Children will be taught about transgender issues as part of compulsory sex and relationship education classes, the Department for Education has confirmed as it launches a call for evidence today.
The classes, which will be made statutory for all primary and secondary schools from September 2019, must be “sensitive” to the needs of young people “whatever their developing sexuality or identity”, The Daily Telegraph has learned.
Peter Tatchell, the veteran gay right campaigner, wrote to the Education Secretary Justine Greening earlier this year to ask her a series of questions about what children will be taught in the classes.
Officials from the Department for Education responded by telling him: “With regards to your concerns about RSE [relationship and sex education] not including LGBT issues, I can assure you that the department expect all schools to ensure that young people, whatever their developing sexuality or identity, feel that RSE is relevant to them and sensitive to their needs.”
It comes as parents are being asked what their children should be taught in school sex and relationship lessons.
The Government said it wants mothers and fathers as well as teachers and young people to give their views on what should be included in a new curriculum on the subject.
Education Secretary Justine Greening announced earlier this year that sex and relationships education is to be made compulsory in all of England’s schools.
As part of the move, statutory guidance on the subject is being updated, amid concerns that the current advice is out-of-date and fails to address modern-day issues such as cyber-bullying, sexting and online safety.
The Department for Education is today launching an eight-week call for evidence, asking for views on age-appropriate content on topics to be included in sex and relationships education, including mental wellbeing and LGBT issues.
The call for evidence will look at areas such as what teachers think pupils should be taught, how parents expect children to be taught age-appropriate sex and relationships education, and what youngsters think they would benefit from being taught.
Under legislation passed earlier this year, relationships education is now compulsory in all primary schools, while sex and relationships education is compulsory in secondaries.
Peter Tatchell welcomed the DfE’s response to his letter, saying it is “reassuring to know that LGBT+ education will be part of the new RSE”.
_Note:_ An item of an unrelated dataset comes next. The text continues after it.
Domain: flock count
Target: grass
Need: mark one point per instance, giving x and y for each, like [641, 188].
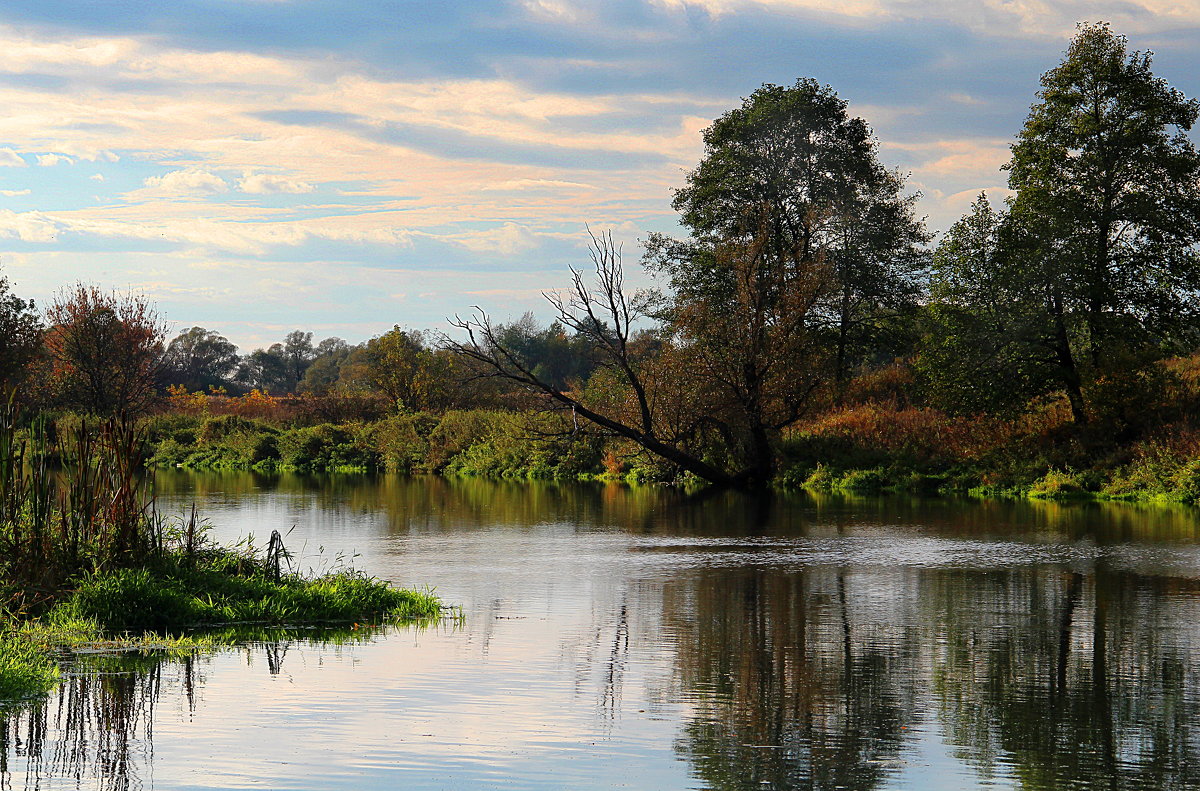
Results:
[87, 563]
He added: “Upholding the right of parents to withdraw their children from sex education at secondary level is a harmful concession that will deprive withdrawn pupils of access to information and support vital for their sexual and emotional health. It will put them at greater risk of unwanted pregnancies, abortions and sexual infections, including HIV.”
A Stonewall spokesperson said: “We very much welcome the opportunity for all teachers, parents and young people to feed in their views on what relationships and sex education should look like.
“We know from our research with LGBT young people that the vast majority do not hear about LGBT issues in RSE, leaving them ill-equipped to make safe, informed decisions about their relationships, health and wellbeing.”
Thomas Pascoe, Campaign Director of the Coalition for Marriage, urged parents to use the call for evidence to tell the Government that schools should be for education rather than “indoctrination”.
He said: “Under these proposals, the leading agent in the early sexualisation of children would be the state itself.
“There is no ‘age-appropriate’ way to teach primary school age children about homosexual relationships or transgenderism.
“We should be teaching young children broad values of respect and tolerance, not ordering them to accept adult sexual relationships which they are far too young to understand.
“At secondary school level, marriage needs to be taught as a gold-standard, not one option amongst a bewildering multitude.”